9. De rechtbank is van oordeel dat verweerder onvoldoende heeft gemotiveerd dat de huisinval ongeloofwaardig is. De besluiten van 30 april 2021 bevatten immers geen enkele motivering ten aanzien van de ongeloofwaardigheid van de huisinval. Het besluit van
7 december 2020 met betrekking tot [A] bevat wel een motivering op dit punt, maar de rechtbank acht deze niet zonder meer houdbaar. In dit besluit heeft verweerder immers aangevoerd dat de door [A] gestelde aanleiding voor de huisinval berust op vermoedens. Ook heeft verweerder daarin aangevoerd dat het een onevenredig grote mate van toeval is dat de huisinval plaatsvindt enkele dagen voordat [A] en eiseres zouden terugkeren naar Iran. Bij besluit van 30 april 2021 heeft verweerder echter een asielvergunning verleend aan [A] , in verband met de door hem ontdekte fraude. Ter zitting heeft de gemachtigde van verweerder bevestigd dat de asielvergunning aan [A] is verleend in verband met de gegronde vrees voor vervolging door de Iraanse autoriteiten vanwege de fraude die hij aan het licht heeft gebracht. Verweerder gaat er dus vanuit dat [A] in de negatieve belangstelling van de Iraanse autoriteiten staat. Tegen deze achtergrond heeft verweerder niet inzichtelijk gemotiveerd dat de aanleiding van de huiszoeking in de woning van [A] en eiseres ongeloofwaardig is. Evenmin heeft verweerder inzichtelijk gemotiveerd dat het moment waarop de huisinval heeft plaatsgevonden erg toevallig is.

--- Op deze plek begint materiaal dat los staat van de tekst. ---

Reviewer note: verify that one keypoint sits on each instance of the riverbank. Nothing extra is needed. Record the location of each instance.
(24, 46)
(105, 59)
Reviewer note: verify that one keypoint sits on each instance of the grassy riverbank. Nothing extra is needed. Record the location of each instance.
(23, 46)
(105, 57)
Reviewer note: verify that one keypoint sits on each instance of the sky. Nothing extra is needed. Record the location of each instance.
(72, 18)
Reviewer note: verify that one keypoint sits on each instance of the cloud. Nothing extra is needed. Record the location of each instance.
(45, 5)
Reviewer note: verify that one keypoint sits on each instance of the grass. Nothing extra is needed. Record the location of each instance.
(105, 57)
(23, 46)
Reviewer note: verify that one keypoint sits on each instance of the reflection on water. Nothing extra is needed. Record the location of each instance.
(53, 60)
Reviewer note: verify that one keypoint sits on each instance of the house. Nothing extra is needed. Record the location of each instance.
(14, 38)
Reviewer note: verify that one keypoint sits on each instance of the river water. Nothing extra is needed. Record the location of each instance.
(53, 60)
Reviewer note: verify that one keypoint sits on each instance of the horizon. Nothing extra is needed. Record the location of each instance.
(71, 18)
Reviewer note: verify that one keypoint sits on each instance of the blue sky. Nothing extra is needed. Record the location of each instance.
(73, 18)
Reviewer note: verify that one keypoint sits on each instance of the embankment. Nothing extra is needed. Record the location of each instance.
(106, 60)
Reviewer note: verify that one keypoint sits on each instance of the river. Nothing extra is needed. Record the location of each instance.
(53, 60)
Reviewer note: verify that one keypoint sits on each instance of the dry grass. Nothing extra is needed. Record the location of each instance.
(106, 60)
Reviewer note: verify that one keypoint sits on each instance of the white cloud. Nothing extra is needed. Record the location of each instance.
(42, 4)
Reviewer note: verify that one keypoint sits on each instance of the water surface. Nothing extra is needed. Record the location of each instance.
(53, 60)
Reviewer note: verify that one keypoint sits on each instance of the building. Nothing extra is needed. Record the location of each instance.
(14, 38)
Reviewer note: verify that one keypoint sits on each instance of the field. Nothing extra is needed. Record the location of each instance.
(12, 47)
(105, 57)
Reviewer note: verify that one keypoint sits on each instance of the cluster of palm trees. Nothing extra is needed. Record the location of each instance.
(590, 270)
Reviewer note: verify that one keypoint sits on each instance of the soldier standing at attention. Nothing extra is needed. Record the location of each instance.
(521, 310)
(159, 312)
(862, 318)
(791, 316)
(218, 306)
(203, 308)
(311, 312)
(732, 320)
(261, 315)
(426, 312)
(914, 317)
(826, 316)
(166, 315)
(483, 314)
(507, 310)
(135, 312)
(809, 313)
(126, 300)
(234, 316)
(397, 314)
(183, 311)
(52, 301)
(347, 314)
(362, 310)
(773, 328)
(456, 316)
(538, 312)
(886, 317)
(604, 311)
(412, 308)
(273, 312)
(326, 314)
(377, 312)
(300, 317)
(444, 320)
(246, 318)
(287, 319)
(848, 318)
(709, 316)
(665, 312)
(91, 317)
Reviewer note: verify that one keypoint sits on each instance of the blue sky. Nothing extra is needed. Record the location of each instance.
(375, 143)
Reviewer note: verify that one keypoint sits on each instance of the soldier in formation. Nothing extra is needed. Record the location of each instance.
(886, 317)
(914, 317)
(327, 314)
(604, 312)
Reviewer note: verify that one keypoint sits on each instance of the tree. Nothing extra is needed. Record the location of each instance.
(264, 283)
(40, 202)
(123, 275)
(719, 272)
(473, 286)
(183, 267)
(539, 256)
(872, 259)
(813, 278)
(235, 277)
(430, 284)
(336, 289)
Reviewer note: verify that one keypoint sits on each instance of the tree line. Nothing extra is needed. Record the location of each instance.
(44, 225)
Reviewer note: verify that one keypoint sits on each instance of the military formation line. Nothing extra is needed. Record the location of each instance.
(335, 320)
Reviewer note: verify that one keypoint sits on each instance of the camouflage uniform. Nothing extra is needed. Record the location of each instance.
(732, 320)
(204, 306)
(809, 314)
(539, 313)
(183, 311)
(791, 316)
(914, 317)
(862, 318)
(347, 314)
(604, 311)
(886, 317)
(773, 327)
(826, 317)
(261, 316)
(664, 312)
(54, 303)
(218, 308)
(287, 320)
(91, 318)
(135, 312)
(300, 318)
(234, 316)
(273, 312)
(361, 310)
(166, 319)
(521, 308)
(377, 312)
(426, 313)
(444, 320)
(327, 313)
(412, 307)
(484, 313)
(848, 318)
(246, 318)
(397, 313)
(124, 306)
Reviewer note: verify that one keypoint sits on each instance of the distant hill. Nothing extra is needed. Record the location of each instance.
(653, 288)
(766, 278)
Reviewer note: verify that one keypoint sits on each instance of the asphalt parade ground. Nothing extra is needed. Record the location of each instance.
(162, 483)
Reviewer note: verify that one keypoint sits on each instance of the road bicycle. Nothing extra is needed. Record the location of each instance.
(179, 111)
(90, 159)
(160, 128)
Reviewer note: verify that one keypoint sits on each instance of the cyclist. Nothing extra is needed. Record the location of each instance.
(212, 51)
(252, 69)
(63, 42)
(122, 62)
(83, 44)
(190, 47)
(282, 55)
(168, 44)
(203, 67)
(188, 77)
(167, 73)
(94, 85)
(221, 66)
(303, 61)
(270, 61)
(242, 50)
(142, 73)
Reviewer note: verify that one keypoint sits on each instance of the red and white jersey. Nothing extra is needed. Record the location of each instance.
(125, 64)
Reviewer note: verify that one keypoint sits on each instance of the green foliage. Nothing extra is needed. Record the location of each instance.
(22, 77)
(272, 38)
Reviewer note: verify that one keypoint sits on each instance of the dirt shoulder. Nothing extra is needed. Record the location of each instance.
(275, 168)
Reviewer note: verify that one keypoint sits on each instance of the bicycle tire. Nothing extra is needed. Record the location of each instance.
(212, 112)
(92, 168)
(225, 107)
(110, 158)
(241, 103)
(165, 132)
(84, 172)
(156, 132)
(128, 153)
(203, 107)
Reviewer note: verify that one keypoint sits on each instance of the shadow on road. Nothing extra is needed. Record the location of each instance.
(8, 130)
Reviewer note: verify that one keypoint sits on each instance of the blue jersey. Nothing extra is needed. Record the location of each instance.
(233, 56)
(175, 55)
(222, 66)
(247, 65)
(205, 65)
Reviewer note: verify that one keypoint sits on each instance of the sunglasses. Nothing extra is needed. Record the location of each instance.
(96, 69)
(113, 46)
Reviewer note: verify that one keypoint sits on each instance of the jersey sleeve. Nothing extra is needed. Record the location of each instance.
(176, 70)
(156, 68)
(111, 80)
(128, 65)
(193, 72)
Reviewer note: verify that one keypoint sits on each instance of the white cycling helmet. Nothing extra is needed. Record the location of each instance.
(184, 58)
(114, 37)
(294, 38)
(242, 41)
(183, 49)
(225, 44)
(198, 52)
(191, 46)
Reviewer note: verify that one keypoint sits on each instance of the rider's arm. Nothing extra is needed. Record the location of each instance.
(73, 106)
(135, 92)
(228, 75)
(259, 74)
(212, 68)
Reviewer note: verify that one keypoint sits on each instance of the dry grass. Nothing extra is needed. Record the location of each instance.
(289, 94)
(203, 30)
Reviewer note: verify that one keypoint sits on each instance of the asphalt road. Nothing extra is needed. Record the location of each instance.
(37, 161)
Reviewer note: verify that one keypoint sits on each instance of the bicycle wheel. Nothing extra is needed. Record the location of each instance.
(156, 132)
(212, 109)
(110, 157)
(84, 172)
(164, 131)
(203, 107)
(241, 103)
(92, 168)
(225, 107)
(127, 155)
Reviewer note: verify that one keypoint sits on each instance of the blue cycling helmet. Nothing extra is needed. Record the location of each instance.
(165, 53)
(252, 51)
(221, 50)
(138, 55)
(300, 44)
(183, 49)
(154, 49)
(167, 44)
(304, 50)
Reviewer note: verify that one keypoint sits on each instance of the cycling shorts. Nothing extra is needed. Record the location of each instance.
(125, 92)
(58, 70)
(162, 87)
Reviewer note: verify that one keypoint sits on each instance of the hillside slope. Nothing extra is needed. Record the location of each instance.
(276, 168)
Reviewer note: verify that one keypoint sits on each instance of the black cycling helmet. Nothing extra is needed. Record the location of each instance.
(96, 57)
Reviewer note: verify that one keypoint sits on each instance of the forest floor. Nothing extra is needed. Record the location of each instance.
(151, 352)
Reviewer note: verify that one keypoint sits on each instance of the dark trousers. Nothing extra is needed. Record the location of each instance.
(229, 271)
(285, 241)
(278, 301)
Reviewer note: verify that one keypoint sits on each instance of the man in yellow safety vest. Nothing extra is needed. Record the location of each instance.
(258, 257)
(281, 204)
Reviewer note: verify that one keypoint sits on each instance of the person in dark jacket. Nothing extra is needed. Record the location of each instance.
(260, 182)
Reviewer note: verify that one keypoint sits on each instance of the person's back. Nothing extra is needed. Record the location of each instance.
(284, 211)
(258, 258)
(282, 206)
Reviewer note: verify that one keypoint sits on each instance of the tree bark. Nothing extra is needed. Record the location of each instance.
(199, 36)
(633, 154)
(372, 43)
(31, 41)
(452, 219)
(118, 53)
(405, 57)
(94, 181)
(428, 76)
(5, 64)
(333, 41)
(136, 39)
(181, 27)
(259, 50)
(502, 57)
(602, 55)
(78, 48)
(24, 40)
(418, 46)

10. Uit alinea 9 volgt dat de bestreden besluiten I en II een motiveringsgebrek bevatten. De rechtbank stelt verweerder in de gelegenheid om dit gebrek te herstellen. De rechtbank doet daarom een tussenuitspraak. Verweerder kan het gebrek herstellen met een aanvullende motivering of, voor zover nodig, met een nieuwe beslissing op bezwaar, na of tegelijkertijd met intrekking van de nu bestreden besluiten. Herstel vergt, zoals volgt uit het voorgaande, in ieder geval een standpunt van verweerder over de geloofwaardigheid van de huisinval. Indien verweerder concludeert dat de huisinval geloofwaardig is, dan dient verweerder eveneens een standpunt in te nemen over de stelling van eiseres dat daarbij belastend materiaal tegen haar is gevonden, als gevolg waarvan zij in de negatieve belangstelling van de Iraanse autoriteiten is komen te staan.
11. De rechtbank geeft verweerder vier weken de tijd om het gebrek te herstellen. Deze termijn start op de datum dat deze tussenuitspraak is verzonden. Die datum staat aan het eind van de uitspraak vermeld.
12. De rechtbank wil zo snel mogelijk, maar in ieder geval binnen twee weken, van verweerder vernemen of hij het gebrek in het bestreden besluit gaat herstellen. Ook deze termijn start op de datum dat deze uitspraak is verzonden.
13. Na ontvangst van een reactie van verweerder zal de rechtbank partijen informeren over het verdere procesverloop. De rechtbank houdt iedere verdere beslissing aan tot de einduitspraak op het beroep.